In this firmware, the region check would have been disabled (with other things) so that the Title Key would always be returned, regardless of the disc's region.
Because this region checking was hardware based, it seemed for a long time that no software only solution would ever defeat it, and that the only solution to make your system region free would be to flash your DVD drive.
However, people using DVD-Rippers (DeCSS, etc.)soon noticed that they were able to rip the content of a disc on a region protected drive, regardless of whether the disc region was matching the drive's one or not.
This gave the idea to a few people (this is the 3rd product I know of that makes use of this feature actually) to create "virtual" DVD drives, i.e., fake drives that would rip from the actual DVD drive on one side, and appear like a standard DVD device to the software player on the other side, while feeding it the ripped data.
Of course, as such a software offers complete control on both the (virtual) device and the (unscrambled) data that flows through it, getting rid off all the annoyances like region checks, FBI warnings or Jar Jar Binks characters becomes child's play.
This little tool looks really cool though...
Yep, and all those people who worked on the Athlon and Pentium4 are TV repairmen.
I work at the company that makes one of the above chips, and I'm a EE, and I'm happy to inform you that very few of the EE's who designed those chips would have the first clue about how to even replace a fuse in their TV.
Most of the EE's I've met (mainly the young ones) know only what their company has been training them to do since they started there out of college. They know VHDL, and how to design maybe a DMA unit. Or they know how to design some bitcells in a memory array. Or they know how to do validation on a part of the design, and debug a problem just enough to figure out which part of the design the error lies in (and thus which person in Design to call up). Their knowledge of electrical engineering is anything but broad; it's so narrowly focussed that they're completely useless at any different EE job, and they don't remember enough of their college classes to be useful at something different.

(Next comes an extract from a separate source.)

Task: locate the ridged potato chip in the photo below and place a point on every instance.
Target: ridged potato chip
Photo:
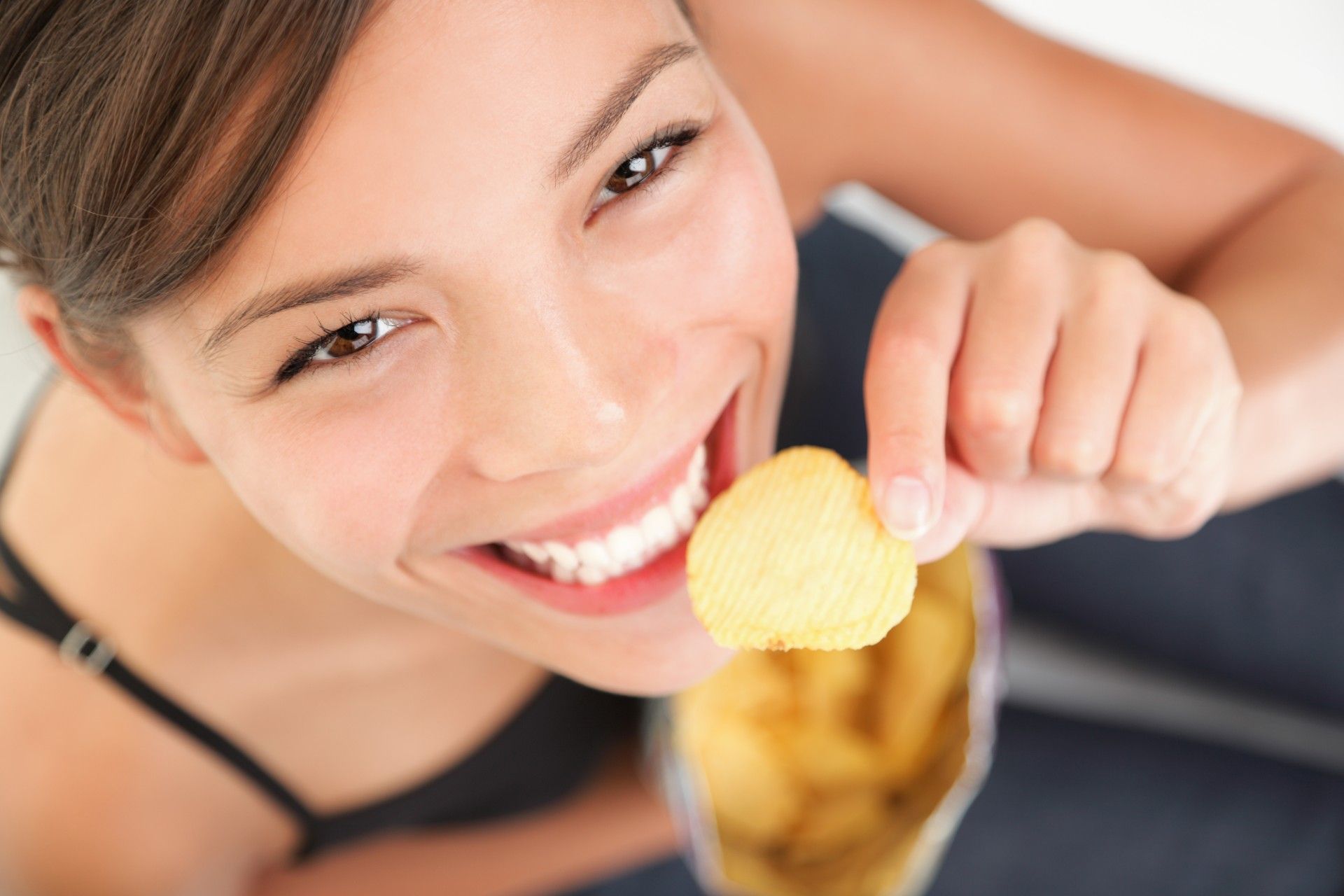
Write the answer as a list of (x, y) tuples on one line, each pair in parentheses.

When a previous posted said only EE's from the 60's can do the hardware hacking stuff brought up here, he was mostly right. There are a few of us young guys (and no, not women; of the very few female EE's I've met, none were in it out of interest in electronics) who do have a broad background and interest in many aspects of the EE field, and actually can take apart a piece of consumer electronics and know what we're looking at (and also care enough to do so rather than just buy something new or hire someone else to fix it). But we're really really rare. Here's a clue though: if you know a EE who also fixes his own car, or builds electronics stuff at home, you've probably found one of the rare hardware hacker types.
Well, I live in Europe, but I'm american, so region free dvd'ing is a big issue for me. At first I noticed that yes, I can rip some other-region dvd's to my hd. But not all. It depended on the encryption. For example, I could not rip the region 2 DVD of Buffy the Vampire slayer (which I own. I just wanted to rip it so I could watch it on my computer, since it some episodes don't play correctly on my PS2).
When I flashed my DVD's bios to make it region free, I no longer had this problem. I can rip anything. I can also play any DVD under windows. Unfortunately, I can no longer watch encrypted DVD's under linux. I know I had the software setup correctly because prior to the flashing I could watch any dvd of the appropriate region. Now even dvd's which previously played, no longer do so.
So I'm wondering if some of the information in your posting are entirely accurate. Specifically, my experience says one cannot always rip the content of a disc, regardless of region. It seems to be possible only when the dvd is not encrypted.
I don't know the root cause of this, but based on that experience, I'd guess flashing of the bios will still be necessary for encrypted cd's.
that said, I'm thinking my problem is I don't have a tool like DVD genie for linux, that software sets a region code when scanning the dvd to play it. Anyone know of a solution to this problem?